Many thanks for any clarification! Christian

al-mcintyre commented 4 years ago

hm, is your model for adenine methylation still?

cwoehle commented 4 years ago

Hi al-mcintyre,

thank you for the quick reply. If I understood everything correctly it should be trained for adenine. testdata/test_positions.txt contains only m6A & A assignments.

For the example posted, I strictly followed the README with the test data: mCaller.py -p testdata/test_positions.txt -r testdata/pb_ecoli_polished_assembly.fasta -e testdata/masonread1.eventalign.tsv -t 4 --train -f testdata/masonread1.fastq The error was produced by the following command: mCaller.py -p testdata/test_positions.txt -r testdata/pb_ecoli_polished_assembly.fasta -e testdata/masonread1.eventalign.tsv -d model_NN_6_m6A.pkl -f testdata/masonread1.fastq

A similar error occurred with a larger data set, but I thought it would be easier to stick to the test set here. I had some permission issues before as mCaller is installed globally on our server and the script wanted to write in the original installation directory, but changing this did not fix the problem.

Best wishes, Christian

al-mcintyre commented 4 years ago

Hi Christian,

Can you send me your model file? I'll take a look. My email is abm237 at cornell.edu if you don't want to post.

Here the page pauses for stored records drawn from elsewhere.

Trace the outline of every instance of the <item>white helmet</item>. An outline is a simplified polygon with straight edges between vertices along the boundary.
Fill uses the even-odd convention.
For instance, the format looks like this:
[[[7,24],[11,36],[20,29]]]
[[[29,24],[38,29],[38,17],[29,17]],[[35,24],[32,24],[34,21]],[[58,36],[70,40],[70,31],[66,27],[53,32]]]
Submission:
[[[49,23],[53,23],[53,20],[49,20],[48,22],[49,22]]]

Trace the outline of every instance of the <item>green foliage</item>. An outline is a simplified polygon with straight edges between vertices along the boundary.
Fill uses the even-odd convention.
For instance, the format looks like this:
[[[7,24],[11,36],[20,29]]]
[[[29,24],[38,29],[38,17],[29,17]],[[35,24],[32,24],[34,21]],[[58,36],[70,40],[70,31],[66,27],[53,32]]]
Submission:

al-mcintyre commented 4 years ago

If you can edit the mCaller files, it's a simple fix in extract_contexts.py: change line 130 twobase = True to twobase = False. The problem was that I was training separate models for 'AG' contexts vs. 'AA', 'AC', and 'AT', but left the default training to combine everything, which led to this incompatibility. If you have 'AG' contexts you're interested in and do want to retrain a separate model (I found performance slightly improved), then alternatively you can change the boolean in line 133 to True and leave line 130.

cwoehle commented 4 years ago

Hi al-mcintyre,

thank you for the helpful response. The training is finishing now and the results with the obtained model look much better than with the 'default' model. However, I get >100,000 methylated positions, while the expected motifs are only present in a couple of thousands of them. I`m concerned that the training set was not appropriate and lead to a lot of unspecific false positives. Or how would you interpret such a results?

Many thanks & Best wishes Christian

al-mcintyre commented 4 years ago

Hi Christian, There is in general an issue with false positives when predicting methylation at many sites. Depending on motif, the false positive rate can be quite low (e.g. 5%) but still translate to 0.05*2E6 predictions at unmethylated sites = 100,000 false positives for a 2M bp genome. Two things you could try are 1) adjusting the thresholds to reduce false positives (although you may lose true positives as well), and 2) taking the intersect of predicted sites with alternative predictors like Tombo.